Europe population decline map |
Albania is ranked among the 10 countries that will have the largest population decline in the world by 2050, according to a report by Visual Capitalist, which has processed United Nations data.
Albania's population is expected to shrink by 15.8% by 2050, according to the report, ranking tenth, after Bulgaria, Lithuania, Latvia, Ukraine, Serbia, Bosnia and Herzegovina, Croatia, Moldova, and Japan.
According to the tables of the United Nations, by 2050 the population of Albania is expected to decrease to 2.5 million inhabitants and by the year 2100 it will shrink to 1.1 million inhabitants.
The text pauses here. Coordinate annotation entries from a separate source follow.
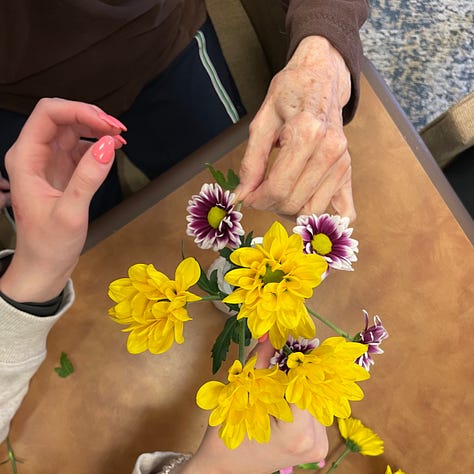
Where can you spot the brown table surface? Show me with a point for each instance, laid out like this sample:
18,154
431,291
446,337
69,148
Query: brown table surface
415,269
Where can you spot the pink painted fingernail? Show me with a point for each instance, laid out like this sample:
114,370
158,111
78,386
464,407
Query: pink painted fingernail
104,149
112,121
120,139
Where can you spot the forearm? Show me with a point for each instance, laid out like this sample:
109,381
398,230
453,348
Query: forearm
339,22
22,350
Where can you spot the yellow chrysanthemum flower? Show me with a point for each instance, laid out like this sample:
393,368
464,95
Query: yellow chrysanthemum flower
389,471
245,404
272,284
153,306
324,380
359,438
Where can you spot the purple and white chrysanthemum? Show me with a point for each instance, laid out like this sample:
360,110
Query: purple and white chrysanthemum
373,337
292,345
330,237
212,220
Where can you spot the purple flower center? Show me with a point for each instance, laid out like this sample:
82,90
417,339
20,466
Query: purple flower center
322,244
215,216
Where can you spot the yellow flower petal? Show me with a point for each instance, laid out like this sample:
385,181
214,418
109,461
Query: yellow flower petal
363,439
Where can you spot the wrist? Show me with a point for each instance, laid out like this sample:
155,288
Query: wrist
317,53
31,283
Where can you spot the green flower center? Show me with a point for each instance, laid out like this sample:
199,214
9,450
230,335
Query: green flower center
353,446
272,276
215,216
321,244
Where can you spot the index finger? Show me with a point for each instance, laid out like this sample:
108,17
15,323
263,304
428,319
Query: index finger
50,114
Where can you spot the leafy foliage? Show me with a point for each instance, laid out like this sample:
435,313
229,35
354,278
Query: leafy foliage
66,368
228,183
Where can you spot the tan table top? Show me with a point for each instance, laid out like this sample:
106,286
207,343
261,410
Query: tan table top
415,269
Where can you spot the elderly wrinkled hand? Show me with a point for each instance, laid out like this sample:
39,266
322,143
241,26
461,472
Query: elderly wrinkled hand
53,175
301,441
302,116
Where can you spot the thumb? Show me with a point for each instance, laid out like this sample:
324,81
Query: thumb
90,173
265,351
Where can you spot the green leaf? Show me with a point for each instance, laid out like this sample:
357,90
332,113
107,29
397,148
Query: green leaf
221,346
208,285
228,184
232,179
66,368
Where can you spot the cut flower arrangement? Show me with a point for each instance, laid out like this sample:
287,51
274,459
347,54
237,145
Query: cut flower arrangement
264,284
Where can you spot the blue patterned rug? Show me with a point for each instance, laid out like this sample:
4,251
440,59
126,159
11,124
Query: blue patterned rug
424,49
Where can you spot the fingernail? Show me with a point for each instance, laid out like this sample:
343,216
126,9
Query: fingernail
120,140
104,149
112,121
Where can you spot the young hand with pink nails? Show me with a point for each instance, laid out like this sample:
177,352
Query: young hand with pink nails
54,174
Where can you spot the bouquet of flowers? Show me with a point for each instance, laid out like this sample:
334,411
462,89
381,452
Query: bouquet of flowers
264,285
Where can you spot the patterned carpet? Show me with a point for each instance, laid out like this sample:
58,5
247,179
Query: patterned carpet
424,49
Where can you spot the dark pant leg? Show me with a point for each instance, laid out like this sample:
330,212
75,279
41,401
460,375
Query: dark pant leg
192,101
107,196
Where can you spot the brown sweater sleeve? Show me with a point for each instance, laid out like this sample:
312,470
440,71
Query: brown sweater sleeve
337,20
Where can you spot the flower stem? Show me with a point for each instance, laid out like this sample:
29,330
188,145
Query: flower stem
210,298
11,456
329,324
242,341
336,463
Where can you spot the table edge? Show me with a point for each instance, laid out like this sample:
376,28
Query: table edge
419,148
166,183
The previous forecasts of the United Nations, in pessimistic scenarios, expected a population decline of up to 860 thousand inhabitants in the year 2100.
Report
Since the mid-1900s, the global population has followed an increasing trajectory, the report says. While most of this growth has been concentrated in China and India, researchers expect the next wave of growth to occur in Africa. As of 2019, for example, the average woman in Niger gives birth to over six children in her lifetime. At the opposite end of this spectrum are a number of countries that appear to be shrinking from a population perspective.
Many of these countries are located in or near Eastern Europe.
The first reason is the birth rate, which according to the Peterson Institute for International Economics (PIIE), has shrunk since the fall of the Soviet Union. Across the region, the average number of children per woman fell from 2.1 in 1988 to 1.2 by 1998.
Birth rates have recovered slightly since then, but not enough to offset deaths and emigration, which refers to citizens leaving their country to live elsewhere.
Eastern Europe saw several waves of immigration following the expansion of the European Union's (EU) borders in 2004 and 2007. PIIE reports that by 2016, 6.3 million Eastern Europeans resided in other EU states.